There are several options to keep your surplus longer. Vegetables that store well are: potatoes, carrots, beets, parsnips, turnips, swedes/rutabags and most of the pumpkin and squashes (not cukes – too watery, best to pickle). Other vegetables will store Ok, although often better if left in the ground, such as: Jerusalem artichokes, celery and brassica family. For onions, read Growing and Storing Onions
Leave crops in the garden for as long as possible because the colder the nights the more sugar is produced, but don't be caught out by several deep frosts which will turn your produce to mush. Any warnings, grab an old blanket, or use straw, grass, leaves, sacks etc and cover in the frosty times.
One way to store vegetables for both summer harvests or over winter is to first harvest them, then remove as much dirt as possible. Make sure they are dry then keep them cool, dry and dark as possible out of the weather somewhere, such as a garage, shed, or basement/cellar. Inspect them regularly and turn if there's any sign of dampness. Some should last around 3 months more or less. Using newspaper, wood or similar is better than say, concrete to put your vegetables on.
Secondly, some brassicas, celery and other thick leafy crops (turn cabbages upside down to stop dirt in leaves), root crops like carrots and others, can be dug up and stored in slightly damp, cold sand in buckets or heeled into a sand or straw pile or a pit outside. Put a loose lid or cover on to stop rain, and if winter to stop prolonged freezing. Easy to just pull out what you need when you need it.
Lastly a popular way to store winter veggies because it produces sweeter crops is to just leave them where they are in or on the ground. The caveat to this is if you are in a heavy snow or frost area, then some preparation is needed. Make sure before the first hard frosts that soil is covering all crowns of roots, but leave the leafy tops to continue to supply food to roots.
In fact with this method of storing vegetables over winter, you can also keep winter greens, such as cabbage, kale, celery, spinach and chard.
When the warmth of the sun has gone and cold nights are looking decidedly ominous, cover crops with mulch – a layer of about 15cm (6") will do in areas with little or no heavy continuous frosts and snow. It's Ok for some of the green tops to poke out.
But for the serious winter areas, the trick is to time things right. Leave alone to grow, then before a string of bad frosts hits that freezes the soil, mulch at least 30cm (1ft), covering everything, green, red, brown and yellow. When snow comes and covers everything, no matter how deep, your plants should be fine and getting really sweet and tasty. Snow actually protects the plants from more serious black frosts.
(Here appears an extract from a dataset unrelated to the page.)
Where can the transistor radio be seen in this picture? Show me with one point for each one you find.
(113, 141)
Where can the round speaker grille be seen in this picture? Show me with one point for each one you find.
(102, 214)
A tarpaulin, sheets of tin roofing or other handy material, over the top of your mulch, be it straw, leaves or similar, makes it easier to lift and harvest what you might fancy, plus it stops the mulch from scattering in the wind. Putting mulch into old sacks is another way to hold it in place and makes it easier to remove a sack at a time.
Vegetables stored over winter like this are mouthwateringly (that's a mouthful) sweet and tasty in spring, and what you don't eat, in most cases will sprout in the warm weather and you can harvest greens or wait until they flower and give you seeds.